Vision

 

 

 

                    I

 

J’ai vu, dans un rêve attristé,

Deux chaumières presque pareilles ;

Et deux voix, dans l’obscurité,

Plaintives, frappaient mes oreilles.

 

Chaque logis était caché

Dans un de ces vallons prospères

D’où la guerre avait arraché

Bien des enfants et bien des pères.

 

C’était l’hiver : l’hiver accroît

Le souci des absents qu’on aime,

Quand l’âpre morsure du froid

S’attaque au blessé morne et blême !

 

La neige posait lentement

Ses flocons sur les branches mortes ;

La bise au long gémissement

Pleurait par les fentes des portes.

 

Tous les chemins étaient déserts.

Les corbeaux, sous la brume dense,

Volaient par bandes, dans les airs,

Aux festins flairés à distance.

 

Les deux foyers se ressemblaient ;

Et, devant le feu de broussailles,

Deux mères, dont les doigts tremblaient,

Songeaient aux lointaines batailles.

 

L’angoisse étreignait ces deux cœurs

Sevrés des caresses passées ;

Le devoir, avec ses rigueurs,

Troublait leurs naïves pensées.

 

Leur esprit voyageait là-bas :

Point de lettre qui les rassure !

Quand les enfants sont aux combats

Pour les mères, tout est blessure.

 

L’une disait – cris obstinés,

Navrants dans sa langue ou la nôtre :

« Mein Kind !... Mein Kind !... » Vous comprenez ?

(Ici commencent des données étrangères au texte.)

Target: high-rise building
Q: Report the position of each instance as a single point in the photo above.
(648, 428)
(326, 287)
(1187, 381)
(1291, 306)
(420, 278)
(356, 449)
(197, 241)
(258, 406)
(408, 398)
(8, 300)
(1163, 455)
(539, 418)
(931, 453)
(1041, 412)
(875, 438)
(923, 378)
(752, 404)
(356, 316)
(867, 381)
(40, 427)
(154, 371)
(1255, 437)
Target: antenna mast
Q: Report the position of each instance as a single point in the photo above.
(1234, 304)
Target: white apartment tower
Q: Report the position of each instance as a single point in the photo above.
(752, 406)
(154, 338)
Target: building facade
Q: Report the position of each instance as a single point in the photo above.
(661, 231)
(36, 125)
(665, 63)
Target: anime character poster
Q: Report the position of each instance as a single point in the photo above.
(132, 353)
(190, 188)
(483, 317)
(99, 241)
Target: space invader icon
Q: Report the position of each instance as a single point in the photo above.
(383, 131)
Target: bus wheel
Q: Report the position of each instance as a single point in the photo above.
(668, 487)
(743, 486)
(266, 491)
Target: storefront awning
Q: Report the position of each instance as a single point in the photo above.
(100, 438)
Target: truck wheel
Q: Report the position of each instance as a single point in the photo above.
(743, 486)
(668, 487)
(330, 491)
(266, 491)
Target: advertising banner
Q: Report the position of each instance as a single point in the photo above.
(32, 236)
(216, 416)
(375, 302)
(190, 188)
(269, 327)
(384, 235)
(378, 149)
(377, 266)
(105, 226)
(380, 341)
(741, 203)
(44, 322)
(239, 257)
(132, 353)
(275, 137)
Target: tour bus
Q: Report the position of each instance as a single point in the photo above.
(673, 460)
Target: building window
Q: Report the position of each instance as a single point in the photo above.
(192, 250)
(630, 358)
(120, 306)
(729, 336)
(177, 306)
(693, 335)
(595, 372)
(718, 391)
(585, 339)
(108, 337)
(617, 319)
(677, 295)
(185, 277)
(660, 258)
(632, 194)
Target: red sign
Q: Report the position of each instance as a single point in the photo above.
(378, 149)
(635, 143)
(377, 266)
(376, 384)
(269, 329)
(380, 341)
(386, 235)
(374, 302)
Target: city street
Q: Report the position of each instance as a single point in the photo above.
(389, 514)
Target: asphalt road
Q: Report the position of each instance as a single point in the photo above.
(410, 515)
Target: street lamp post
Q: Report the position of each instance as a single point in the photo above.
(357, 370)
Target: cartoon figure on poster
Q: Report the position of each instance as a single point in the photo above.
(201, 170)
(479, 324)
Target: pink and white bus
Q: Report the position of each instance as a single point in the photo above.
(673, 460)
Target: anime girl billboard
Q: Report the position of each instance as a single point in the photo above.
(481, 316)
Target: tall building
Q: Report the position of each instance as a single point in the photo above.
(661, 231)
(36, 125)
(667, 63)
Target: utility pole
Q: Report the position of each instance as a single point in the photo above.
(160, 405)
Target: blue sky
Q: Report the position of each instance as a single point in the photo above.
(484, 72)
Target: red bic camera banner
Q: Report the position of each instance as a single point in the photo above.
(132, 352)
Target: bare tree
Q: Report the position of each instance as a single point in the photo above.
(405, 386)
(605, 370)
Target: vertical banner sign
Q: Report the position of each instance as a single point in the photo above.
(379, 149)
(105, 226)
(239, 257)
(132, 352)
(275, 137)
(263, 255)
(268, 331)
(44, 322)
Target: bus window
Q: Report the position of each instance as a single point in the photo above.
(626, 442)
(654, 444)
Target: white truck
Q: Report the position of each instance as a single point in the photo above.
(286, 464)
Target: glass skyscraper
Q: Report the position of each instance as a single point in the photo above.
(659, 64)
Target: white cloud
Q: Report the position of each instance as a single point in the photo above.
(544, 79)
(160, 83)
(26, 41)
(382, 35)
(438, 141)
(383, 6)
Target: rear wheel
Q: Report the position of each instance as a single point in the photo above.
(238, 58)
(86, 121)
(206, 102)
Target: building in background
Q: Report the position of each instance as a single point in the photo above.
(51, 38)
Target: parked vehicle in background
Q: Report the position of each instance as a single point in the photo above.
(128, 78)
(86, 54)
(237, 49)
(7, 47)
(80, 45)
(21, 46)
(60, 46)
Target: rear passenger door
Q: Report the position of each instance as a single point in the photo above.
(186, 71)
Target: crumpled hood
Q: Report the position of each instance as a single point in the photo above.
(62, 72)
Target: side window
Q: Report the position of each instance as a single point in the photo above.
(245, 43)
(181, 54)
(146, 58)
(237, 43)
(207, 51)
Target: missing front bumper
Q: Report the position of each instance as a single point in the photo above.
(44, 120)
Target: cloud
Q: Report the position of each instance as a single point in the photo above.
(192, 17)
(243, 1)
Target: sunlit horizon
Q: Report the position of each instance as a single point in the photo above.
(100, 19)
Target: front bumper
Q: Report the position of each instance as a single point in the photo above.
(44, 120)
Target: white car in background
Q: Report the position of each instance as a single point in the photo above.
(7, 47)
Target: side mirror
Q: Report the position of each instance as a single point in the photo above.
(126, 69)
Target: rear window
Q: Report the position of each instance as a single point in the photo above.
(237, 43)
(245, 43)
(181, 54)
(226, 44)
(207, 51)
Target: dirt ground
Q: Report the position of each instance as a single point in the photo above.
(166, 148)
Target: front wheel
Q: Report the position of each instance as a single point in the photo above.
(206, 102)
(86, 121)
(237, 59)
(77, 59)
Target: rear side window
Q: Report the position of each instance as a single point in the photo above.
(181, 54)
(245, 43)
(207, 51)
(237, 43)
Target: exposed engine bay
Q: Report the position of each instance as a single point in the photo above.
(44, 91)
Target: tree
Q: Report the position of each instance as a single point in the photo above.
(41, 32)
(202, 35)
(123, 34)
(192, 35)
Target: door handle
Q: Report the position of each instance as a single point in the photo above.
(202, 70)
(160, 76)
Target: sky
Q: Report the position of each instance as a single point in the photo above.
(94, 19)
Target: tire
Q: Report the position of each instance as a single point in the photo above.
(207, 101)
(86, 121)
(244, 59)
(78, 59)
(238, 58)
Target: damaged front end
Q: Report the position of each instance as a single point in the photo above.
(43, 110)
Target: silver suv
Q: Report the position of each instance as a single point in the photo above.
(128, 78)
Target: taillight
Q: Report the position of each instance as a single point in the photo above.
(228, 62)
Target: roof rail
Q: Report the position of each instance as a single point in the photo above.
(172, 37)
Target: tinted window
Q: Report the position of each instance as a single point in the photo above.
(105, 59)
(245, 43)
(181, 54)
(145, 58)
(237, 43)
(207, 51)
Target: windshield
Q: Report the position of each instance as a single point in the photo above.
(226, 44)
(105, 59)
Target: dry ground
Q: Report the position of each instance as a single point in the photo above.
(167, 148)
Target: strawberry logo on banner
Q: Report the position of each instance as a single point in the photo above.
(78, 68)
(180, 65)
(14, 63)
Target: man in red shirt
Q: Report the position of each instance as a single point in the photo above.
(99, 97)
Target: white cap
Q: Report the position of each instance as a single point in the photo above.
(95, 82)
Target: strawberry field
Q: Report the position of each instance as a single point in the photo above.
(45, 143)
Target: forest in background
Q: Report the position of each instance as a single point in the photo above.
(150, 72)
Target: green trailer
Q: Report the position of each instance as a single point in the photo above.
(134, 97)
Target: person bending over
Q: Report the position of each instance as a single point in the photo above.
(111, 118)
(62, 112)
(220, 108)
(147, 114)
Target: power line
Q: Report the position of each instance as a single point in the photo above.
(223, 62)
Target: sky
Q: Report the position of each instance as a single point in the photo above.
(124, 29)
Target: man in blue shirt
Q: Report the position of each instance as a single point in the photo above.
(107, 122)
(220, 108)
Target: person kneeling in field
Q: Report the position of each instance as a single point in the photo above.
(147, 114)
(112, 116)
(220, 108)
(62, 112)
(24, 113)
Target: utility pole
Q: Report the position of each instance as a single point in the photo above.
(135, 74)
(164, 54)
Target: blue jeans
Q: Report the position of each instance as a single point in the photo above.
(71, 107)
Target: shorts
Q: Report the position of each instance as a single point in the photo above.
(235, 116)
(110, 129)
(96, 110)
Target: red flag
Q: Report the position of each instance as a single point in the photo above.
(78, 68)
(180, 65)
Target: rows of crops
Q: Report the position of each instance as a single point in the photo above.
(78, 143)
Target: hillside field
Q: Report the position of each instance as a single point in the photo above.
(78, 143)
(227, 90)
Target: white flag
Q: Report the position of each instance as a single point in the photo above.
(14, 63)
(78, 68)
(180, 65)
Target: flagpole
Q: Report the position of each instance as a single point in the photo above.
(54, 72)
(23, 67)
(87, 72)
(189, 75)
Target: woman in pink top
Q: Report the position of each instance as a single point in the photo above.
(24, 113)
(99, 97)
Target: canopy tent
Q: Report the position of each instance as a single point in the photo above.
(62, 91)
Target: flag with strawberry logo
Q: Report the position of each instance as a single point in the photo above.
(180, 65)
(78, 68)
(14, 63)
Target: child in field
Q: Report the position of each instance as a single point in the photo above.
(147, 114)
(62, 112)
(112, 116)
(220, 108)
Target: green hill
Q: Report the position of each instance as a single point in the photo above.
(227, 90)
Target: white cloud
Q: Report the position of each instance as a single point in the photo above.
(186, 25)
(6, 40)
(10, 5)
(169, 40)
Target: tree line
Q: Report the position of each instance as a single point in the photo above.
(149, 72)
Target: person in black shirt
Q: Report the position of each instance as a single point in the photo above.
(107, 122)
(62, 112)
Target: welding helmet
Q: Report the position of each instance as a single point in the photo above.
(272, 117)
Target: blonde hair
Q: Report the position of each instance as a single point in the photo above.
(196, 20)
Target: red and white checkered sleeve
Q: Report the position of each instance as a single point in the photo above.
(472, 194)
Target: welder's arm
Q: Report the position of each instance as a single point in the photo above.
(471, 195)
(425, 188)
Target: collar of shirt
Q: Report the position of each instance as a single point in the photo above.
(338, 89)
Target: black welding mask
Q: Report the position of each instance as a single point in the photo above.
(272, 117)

« Mon fils !... Mon fils !... » murmurait l’autre.

 

 

                    II

 

Et j’entendais, au même instant,

Sur un affreux champ de carnage,

Contre la souffrance luttant,

Gémir deux enfants du même âge.

 

C’était en hiver, et le soir ;

Les canons venaient de se taire,

Et, pêle-mêle, on pouvait voir

Français, Saxons couchés à terre.

 

La neige aussi couvrait les bois,

Vers tous ces pâles fronts chassée ;

Un chœur de lamentables voix.

Perçait la nuit sombre et glacée ;

 

Les deux soldats se ressemblaient,

Mourant quand il fait bon de vivre ;

Et leurs pauvres membres tremblaient,

Bleuis par la bise ou le givre !

 

Ils sentaient, trop faibles tous deux,

Couler leur sang que rien n’étanche.

La bande des corbeaux hideux

Tournoyait sur la plaine blanche.

 

Ils s’éteignaient dans un ravin,

En proie aux angoisses dernières ;

Leurs yeux, de loin, suivaient en vain

La longue file des civières.

 

L’étrange réveil du passé

Qui précède l’adieu suprême,

Évoquait pour chaque blessé

La vision de ce qu’il aime ;

 

Et tous deux, au moment sacré

Où la mort en passant vous touche,

Jetaient l’appel désespéré

Que les petits ont à la bouche.

 

L’un répétait – cris obstinés

Navrants dans sa langue ou la nôtre :

« Mutter !... Mutter !... » Vous comprenez ?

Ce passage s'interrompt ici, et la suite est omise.